A poem is a special type of writing specifically because it has very little boundaries, or constraints placed upon it. One of the most subjective types of writing
, poem writing is left to the reader for interpretation. There are many different types of poems that an individual can write, or they can go outside of the traditional, and write one of any choosing. That is why analyzing, or interpreting a poem can be so difficult. To find the hidden meaning of some poems, or to take them from figurative to literal, demands a certain level of understanding about poems in general.
What is a poem?
A poem is a way to express your ideas and thoughts using subjective speech. In most instances they are highly descriptive forms of language that convey an idea to the reader which is not straight forward. Most poems take not only the imagination of the writer, but of the reader as well. A poem is a descriptive type of writing which is used to invoke a feeling or sensation in the reader.
What are the steps to analyzing a poem?
There are several steps to analyzing a poem. Breaking it down, deciphering the speech, and understanding not only the tone, but the disposition of the reader is important to catch the literal meaning that may be hidden in the figurative nature of the way it is constructed.
Step one: Your reaction
The first step to analyzing any poem is to get an understanding of how you feel about it. The first thing you want to do is identify how it made you feel personally. You want to ask yourself what you thought about it, how it made you feel, what feelings it was able to illicit in you. In answering those questions, you can get an understanding of what the poet is trying to get you to feel which can give you insight into what the intention of the poem is.

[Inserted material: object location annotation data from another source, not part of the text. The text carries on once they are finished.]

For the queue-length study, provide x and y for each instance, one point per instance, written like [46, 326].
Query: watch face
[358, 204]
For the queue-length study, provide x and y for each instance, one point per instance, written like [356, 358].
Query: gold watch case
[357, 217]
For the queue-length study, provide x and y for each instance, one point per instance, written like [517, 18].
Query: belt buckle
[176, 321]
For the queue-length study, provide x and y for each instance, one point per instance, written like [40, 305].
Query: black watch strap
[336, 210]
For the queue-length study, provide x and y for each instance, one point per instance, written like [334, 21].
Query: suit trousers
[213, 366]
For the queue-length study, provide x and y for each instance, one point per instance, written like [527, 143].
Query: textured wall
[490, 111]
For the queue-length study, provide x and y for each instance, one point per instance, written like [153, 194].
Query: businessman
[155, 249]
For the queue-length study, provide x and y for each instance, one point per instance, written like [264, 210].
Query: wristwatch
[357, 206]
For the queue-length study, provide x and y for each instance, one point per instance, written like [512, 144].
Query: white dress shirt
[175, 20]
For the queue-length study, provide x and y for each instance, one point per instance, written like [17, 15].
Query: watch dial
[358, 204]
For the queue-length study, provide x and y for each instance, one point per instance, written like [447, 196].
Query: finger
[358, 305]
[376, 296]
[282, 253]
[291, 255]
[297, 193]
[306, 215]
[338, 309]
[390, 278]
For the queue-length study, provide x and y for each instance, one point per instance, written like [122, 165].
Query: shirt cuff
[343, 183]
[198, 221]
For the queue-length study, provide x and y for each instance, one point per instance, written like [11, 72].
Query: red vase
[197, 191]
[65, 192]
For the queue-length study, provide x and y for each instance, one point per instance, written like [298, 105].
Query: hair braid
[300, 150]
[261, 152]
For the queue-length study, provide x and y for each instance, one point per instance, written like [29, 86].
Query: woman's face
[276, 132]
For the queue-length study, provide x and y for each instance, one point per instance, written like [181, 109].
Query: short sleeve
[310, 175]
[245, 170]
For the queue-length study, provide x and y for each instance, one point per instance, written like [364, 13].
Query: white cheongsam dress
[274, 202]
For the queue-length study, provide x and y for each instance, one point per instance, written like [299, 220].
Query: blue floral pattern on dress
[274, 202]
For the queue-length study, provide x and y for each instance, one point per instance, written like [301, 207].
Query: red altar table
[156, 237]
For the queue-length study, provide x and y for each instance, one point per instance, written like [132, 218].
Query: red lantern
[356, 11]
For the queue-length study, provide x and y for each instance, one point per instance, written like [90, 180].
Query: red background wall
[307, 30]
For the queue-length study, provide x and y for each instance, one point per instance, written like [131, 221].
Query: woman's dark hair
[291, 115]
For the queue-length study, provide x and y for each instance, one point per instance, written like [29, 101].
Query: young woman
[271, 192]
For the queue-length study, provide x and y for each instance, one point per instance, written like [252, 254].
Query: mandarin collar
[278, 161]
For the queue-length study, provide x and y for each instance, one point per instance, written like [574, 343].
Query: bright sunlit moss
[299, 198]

Step two: Surmise the literal meaning
The best way to discern the literal meaning is to try to explain the poem in your own words. Imagine that you are being asked to describe the poem, and its meaning, to another person. What is the meaning of it and what is it saying. Putting the language into literal terms will make it more readily understandable.
Step three: Decipher the connotative meaning
Try to identify and rule out the language which stands out the most. Find the words which are used to illicit the most reaction and ask yourself why the poet used those words instead of using other ones. When words are hyperbolic, or definitive, there is usually a reason why they were selected. Isolating those words, and trying to figure out what the intention was for the poet to use them, will give you the connotative meaning of the poem.
Many words invoke emotions from the reader. The word "home" means someplace you live, but it also can mean a whole host of emotions to any reader. By understanding that the word "home" is used for the feeling it elicits instead of the place, you can get a feel for the intention of the writer.
Step four: Symbolic meaning
Often times authors will use words that have symbolic meaning. Isolating those words which may have more relation to the poem than just their literal meaning can be a good clue to the intention of the poem.
The heart is a body part, but it can also symbolize other things such as love, giving, sharing. Sometimes the words that are used are only to symbolize other things.
Step five: Take the information gained and create a "spreadsheet"
At this point you have broken down the pieces of the words and the language used. From this point you can make a spreadsheet, or a diagram, with the pieces that you have dissected, trying to fit them together, like a puzzle into a coherent theme.
Step six: Look at your information and ask yourself what the author is trying to convey
Once you have all the pieces on paper in front of you, it is much easier to get a picture of what the author is trying to lay out for you. Having all the many possibilities placed together makes the puzzle easier to see, and to figure out their coherency.
Step seven: Ask yourself how the author reaches their goal instead of what the goal is
At this point you may want to switch gears and ask yourself how it is that the author is getting you to feel how you feel instead of what it is that you feel. It is important to ask yourself how the author is effectively making you feel one way or another, since you already know what it is you feel.
Step eight: Analyze the structure of the poem according to poetry "rules"
Once you have deciphered the symbolic nature of the speech, you can turn to the types of language that the author is using. By asking yourself how the author is using word "rules", you can read through the hidden meaning of word choices. Devices such as tools, form, or format, you can understand why the author structured their poem in the way that they did. This is known as prosody.
Step nine: Decipher the story the author is telling
Every form of writing, even a poem, has a beginning, middle and an end. Try to decipher them and then find a crisis point where the poem takes a turn. That is usually a good indication of what the author is telling you in a story, or narrative arc.
Step ten: Compose a write up of your analyzation into one detailed and coherent end
Once you have analyzed the poem into sections, it is time to piece it back together. Take all the pieces that you have broken down and put them together to form a final product of your understanding of what the author is saying, what the meaning of the poem is, and what you are going to take away from it.
A poem is a tool that an author uses to figurative tell a story, often difficult, it is possible to put true meaning to any poem if you dissect it and then reconstruct it back together.